Alibaba Cloud Container Compute Service (ACS) collects GPU profiling metrics by default using NVIDIA Data Center GPU Manager (DCGM). These metrics rely on GPU hardware performance counters, which only allow access by a single process at a time. When a profiler such as NVIDIA Nsight Systems or Nsight Compute runs alongside DCGM, both compete for the same hardware counters, causing CUPTI or DCGM errors.
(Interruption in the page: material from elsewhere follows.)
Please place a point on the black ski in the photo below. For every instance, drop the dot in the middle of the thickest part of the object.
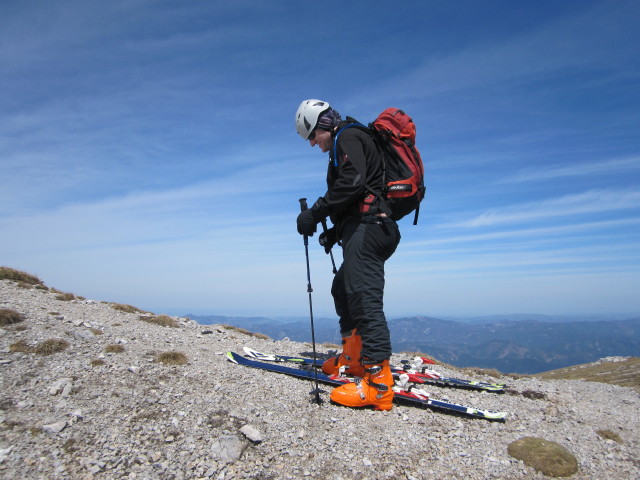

To avoid this conflict, temporarily pause the collection of profiling metrics while profiling your workloads.
Affected GPU models: T4, A10, L20 (GN8IS), and P16EN.
Connect to the GPU pod terminal
All operations in this document require a terminal connection to the GPU pod container.
Log on to the ACS console. In the left-side navigation pane, click Clusters.
On the Clusters page, find the target cluster and click its name. In the left-side navigation pane, choose Workloads > Pods.
In the Actions column of the target GPU pod, click Terminal to connect to the container.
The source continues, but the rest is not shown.